Handle possible race condition when using ExecutorEventEmitter

jfhbrook / pyee

A rough port of Node.js's EventEmitter to Python with a few tricks of its own

https://github.com/jfhbrook/public

MIT License

371 stars 39 forks source link

Handle possible race condition when using ExecutorEventEmitter #76

Closed forslund closed 4 years ago

forslund commented 4 years ago

We've had an error report in Mycroft with an exception when removing a once handler.

Been trying to reproduce and I think it's a race condition. We have a sequence which sets up a once listener waits for 5 seconds for the listener to be called. If the handler is called it returns immediately if the 5 seconds passes without the handler being triggered the listener is removed.

Sometimes (quite rarely) the handler gets called, 5 seconds times out and removes the listener. THEN the once wrapper tries to remove the listener.

A try/except block may be a simple solution to remove the exception log

def _wrapper(f):
            def g(*args, **kwargs):
                try:
                    self.remove_listener(event, f)
                except KeyError:
                    # log warning or something
                    pass  # or possibly return

                # f may return a coroutine, so we need to return that
                # result here so that emit can schedule it
                return f(*args, **kwargs)

            self._add_event_handler(event, f, g)

A proper solution would be to have a lock around the critical section(s)

jfhbrook commented 4 years ago

Thanks for the report! I'll try to take a closer look this weekend.

jfhbrook commented 4 years ago

~Which class is this? Is this the BaseEventEmitter or the ExecutorEventEmitter?~ read the topic

jfhbrook commented 4 years ago

(it might not matter, it sounds like the move is to make the base EE thread-safe anyhow)

forslund commented 4 years ago

Yeah might be just as well to handle it in the BaseEmitter.

I'll see if I can get some spare time and clobber together a suggestion...

jfhbrook commented 4 years ago

mulling this over, I think it might not be a locking issue - like it sounds like what's happening is:

you set the once, which adds a handler to remove the listener not after it's fired but after the async handler completes
the event fires at t=0, kicking off an async handler
the async action is incomplete at t=1 and a timeout occurs, triggering a manual handler removal
the async action completes at t=2, triggering an automated handler removal of a handler that's already been removed

so while I could probably add a lock to the BaseEventEmitter around some of the fiddly bits (that's a good idea regardless), I think the answer here is to make the once handlers robust against the handler being removed out-of-band prior to the once's cleanup, and/or have the once remove its own listener prior to the async handler completing. something like that.

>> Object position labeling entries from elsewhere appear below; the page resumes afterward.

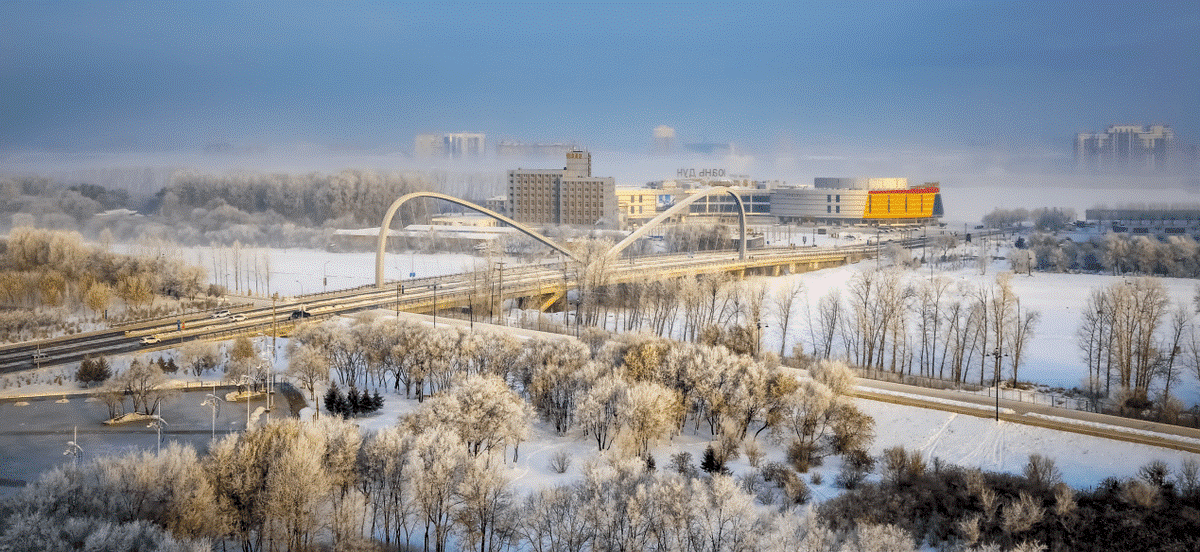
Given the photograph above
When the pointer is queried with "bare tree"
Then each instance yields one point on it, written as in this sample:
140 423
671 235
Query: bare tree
785 300
1023 328
310 367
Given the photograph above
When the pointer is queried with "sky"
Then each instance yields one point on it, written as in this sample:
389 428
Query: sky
154 77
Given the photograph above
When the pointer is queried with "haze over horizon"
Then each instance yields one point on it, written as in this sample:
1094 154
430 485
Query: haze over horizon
774 79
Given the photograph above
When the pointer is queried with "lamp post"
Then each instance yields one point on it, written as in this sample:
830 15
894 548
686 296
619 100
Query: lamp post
499 292
246 379
157 423
435 305
214 401
324 277
996 354
73 450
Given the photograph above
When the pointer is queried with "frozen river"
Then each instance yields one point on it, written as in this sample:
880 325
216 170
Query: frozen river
36 431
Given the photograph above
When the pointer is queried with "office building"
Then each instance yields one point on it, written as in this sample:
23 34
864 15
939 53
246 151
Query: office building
455 145
1127 148
853 201
664 139
568 196
525 149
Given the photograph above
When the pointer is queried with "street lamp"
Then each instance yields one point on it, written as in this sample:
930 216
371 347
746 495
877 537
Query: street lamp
324 277
157 423
214 401
246 379
435 304
73 450
996 354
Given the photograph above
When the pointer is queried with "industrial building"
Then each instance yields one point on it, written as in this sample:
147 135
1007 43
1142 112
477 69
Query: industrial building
856 201
1158 222
567 196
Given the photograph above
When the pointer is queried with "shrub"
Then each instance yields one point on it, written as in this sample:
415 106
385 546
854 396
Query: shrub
712 462
1042 472
803 455
353 403
754 453
851 429
856 466
901 467
1155 473
94 371
682 465
795 489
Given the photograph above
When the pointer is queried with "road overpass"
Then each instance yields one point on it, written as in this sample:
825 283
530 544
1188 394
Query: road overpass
541 281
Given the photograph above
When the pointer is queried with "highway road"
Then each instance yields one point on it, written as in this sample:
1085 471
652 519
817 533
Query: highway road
411 295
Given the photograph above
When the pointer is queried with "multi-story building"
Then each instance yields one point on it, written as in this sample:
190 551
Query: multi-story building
636 205
451 144
567 196
463 144
523 149
1127 148
849 201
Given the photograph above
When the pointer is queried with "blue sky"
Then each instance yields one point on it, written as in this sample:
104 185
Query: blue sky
175 76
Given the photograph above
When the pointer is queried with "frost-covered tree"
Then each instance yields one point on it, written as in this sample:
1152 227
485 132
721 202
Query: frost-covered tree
481 411
143 382
600 411
307 366
649 413
439 463
198 357
487 519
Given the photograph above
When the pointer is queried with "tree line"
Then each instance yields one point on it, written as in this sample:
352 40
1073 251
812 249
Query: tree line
55 269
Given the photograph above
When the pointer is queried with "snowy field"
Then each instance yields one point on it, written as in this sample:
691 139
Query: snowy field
1053 357
959 439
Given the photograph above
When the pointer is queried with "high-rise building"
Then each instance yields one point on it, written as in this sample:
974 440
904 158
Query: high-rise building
1127 148
525 149
463 144
567 196
664 139
453 144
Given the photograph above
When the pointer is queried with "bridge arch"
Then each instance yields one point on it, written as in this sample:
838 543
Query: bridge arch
649 226
395 207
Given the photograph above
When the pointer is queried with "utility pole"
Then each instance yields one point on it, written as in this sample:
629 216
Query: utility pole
499 292
435 305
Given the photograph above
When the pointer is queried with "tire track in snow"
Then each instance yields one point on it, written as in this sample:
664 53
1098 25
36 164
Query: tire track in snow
936 438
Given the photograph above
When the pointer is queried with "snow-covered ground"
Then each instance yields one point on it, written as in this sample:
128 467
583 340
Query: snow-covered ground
959 439
1053 357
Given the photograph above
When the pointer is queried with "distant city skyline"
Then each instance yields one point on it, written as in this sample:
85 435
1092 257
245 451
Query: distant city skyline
763 77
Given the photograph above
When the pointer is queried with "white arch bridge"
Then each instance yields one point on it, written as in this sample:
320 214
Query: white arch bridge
532 233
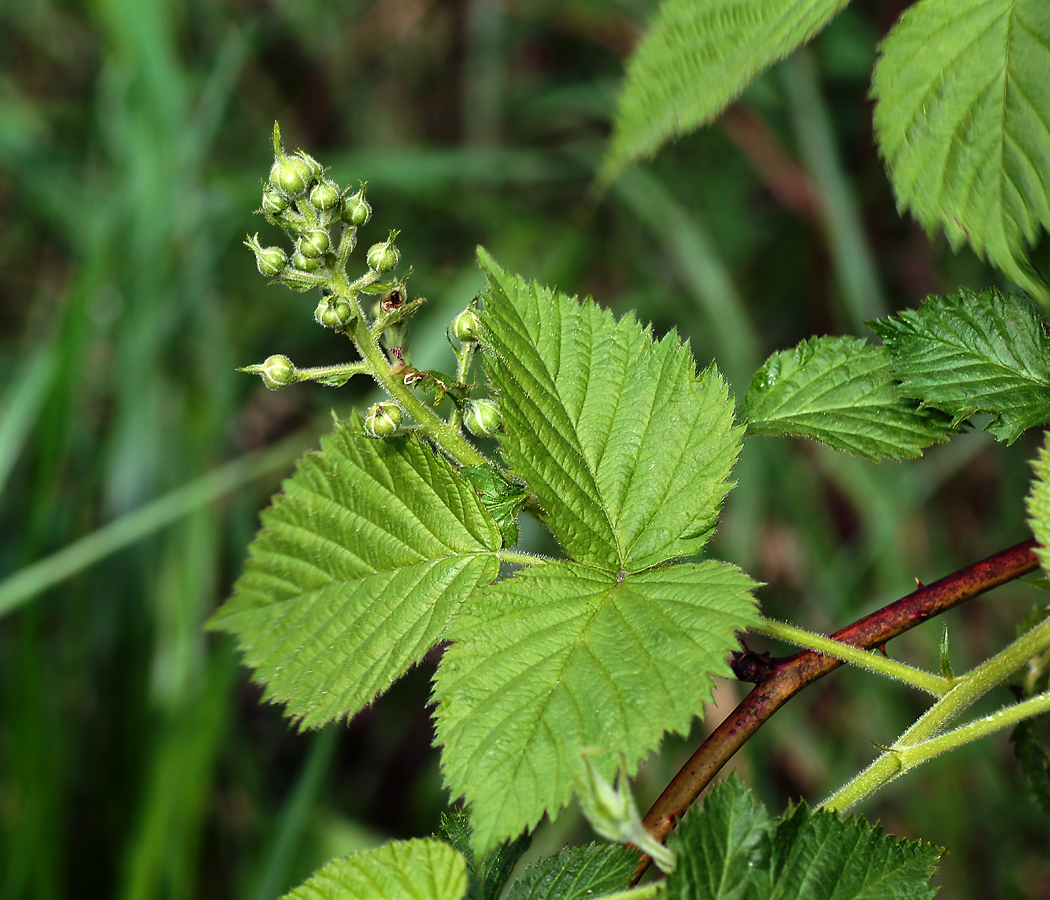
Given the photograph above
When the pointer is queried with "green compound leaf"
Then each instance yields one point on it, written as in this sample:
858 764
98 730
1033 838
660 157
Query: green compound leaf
411 870
578 873
971 353
695 59
488 875
564 656
840 391
735 851
963 119
360 564
1038 503
627 448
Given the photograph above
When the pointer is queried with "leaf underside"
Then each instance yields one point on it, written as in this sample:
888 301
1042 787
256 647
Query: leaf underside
564 656
412 870
971 353
840 391
576 873
695 59
730 850
626 447
361 563
963 120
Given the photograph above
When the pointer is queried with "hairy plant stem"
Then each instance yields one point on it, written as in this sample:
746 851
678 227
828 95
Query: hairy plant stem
923 740
777 681
431 424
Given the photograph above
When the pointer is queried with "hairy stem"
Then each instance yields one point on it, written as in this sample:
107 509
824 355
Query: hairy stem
778 681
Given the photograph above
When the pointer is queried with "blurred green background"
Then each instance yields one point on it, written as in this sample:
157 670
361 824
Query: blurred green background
135 760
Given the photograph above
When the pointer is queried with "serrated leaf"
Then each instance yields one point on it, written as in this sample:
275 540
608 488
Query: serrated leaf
963 120
1038 503
502 499
840 391
969 353
734 851
487 877
360 564
627 448
578 873
411 870
718 845
564 656
695 59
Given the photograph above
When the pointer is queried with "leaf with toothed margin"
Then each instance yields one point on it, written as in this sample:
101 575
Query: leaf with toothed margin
360 564
626 446
565 656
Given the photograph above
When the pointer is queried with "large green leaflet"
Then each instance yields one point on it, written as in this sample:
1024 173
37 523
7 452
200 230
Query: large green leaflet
565 656
842 392
971 353
360 564
627 448
963 119
696 57
410 870
730 850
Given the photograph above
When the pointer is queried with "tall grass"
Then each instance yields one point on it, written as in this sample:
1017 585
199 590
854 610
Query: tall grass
134 760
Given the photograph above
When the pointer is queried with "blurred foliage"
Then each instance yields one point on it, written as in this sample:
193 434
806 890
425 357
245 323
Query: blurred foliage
134 758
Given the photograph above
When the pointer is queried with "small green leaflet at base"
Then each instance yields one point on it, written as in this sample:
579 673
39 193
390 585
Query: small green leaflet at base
840 391
408 870
502 499
969 353
694 60
578 873
565 656
361 562
731 850
626 447
963 120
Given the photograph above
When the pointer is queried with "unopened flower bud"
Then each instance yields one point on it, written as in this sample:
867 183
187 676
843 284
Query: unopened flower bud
276 372
382 420
271 260
307 264
356 210
334 312
382 257
314 243
482 418
465 326
324 195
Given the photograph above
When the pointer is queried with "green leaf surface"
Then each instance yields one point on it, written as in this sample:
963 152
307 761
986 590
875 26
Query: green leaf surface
695 59
963 119
487 876
971 353
564 656
360 564
412 870
735 851
627 448
840 391
576 873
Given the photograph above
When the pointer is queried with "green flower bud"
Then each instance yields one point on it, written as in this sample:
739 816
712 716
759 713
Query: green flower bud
271 260
274 202
334 312
382 420
307 264
382 257
277 372
314 243
482 418
356 210
465 326
324 195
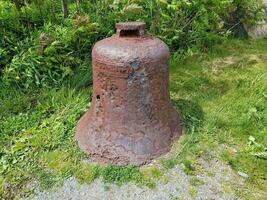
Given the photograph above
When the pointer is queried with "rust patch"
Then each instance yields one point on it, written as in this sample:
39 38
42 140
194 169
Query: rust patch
131 119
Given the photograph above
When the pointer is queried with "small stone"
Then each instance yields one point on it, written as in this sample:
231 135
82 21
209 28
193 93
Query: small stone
242 174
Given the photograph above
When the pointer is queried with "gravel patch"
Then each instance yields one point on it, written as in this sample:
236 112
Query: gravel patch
214 180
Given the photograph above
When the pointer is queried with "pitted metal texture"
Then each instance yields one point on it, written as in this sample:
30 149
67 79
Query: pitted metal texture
131 119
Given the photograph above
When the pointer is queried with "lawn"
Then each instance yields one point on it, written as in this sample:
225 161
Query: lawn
222 98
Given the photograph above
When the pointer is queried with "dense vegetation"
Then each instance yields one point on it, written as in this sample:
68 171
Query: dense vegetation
45 82
41 45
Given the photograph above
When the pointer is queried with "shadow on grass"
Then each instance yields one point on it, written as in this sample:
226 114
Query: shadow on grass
191 113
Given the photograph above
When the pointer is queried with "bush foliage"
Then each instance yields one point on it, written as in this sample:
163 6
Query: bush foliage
39 47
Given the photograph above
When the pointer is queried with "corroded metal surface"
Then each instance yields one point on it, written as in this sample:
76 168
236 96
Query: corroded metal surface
131 120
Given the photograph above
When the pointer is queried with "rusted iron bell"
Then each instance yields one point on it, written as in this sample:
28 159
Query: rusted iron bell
131 119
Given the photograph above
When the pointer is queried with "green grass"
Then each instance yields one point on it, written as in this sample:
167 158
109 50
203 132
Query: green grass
222 98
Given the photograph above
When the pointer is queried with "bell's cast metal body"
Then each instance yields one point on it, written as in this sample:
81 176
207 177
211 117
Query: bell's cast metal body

forslund commented 4 years ago

Yes that's pretty much what I think is happening as well.

I see two ways of making it more robust,

One: the simple try / except above Two: Making explicit checks that event and f still exist in the event before removing the listener. This will require locking since check + pop cannot be atomic (afaik)

Edit: Since you've got much more insight than me in the architecture here, maybe you have a better idea?

jfhbrook commented 4 years ago

Yeah no, we're of similar minds here. I mulled over making sure the remove runs on the same tick as the trigger, rather than waiting for the callback to complete - I think this is more correct anyway and might ninja it in there, as a digression - but you should still be able to trigger this for a synchronous call.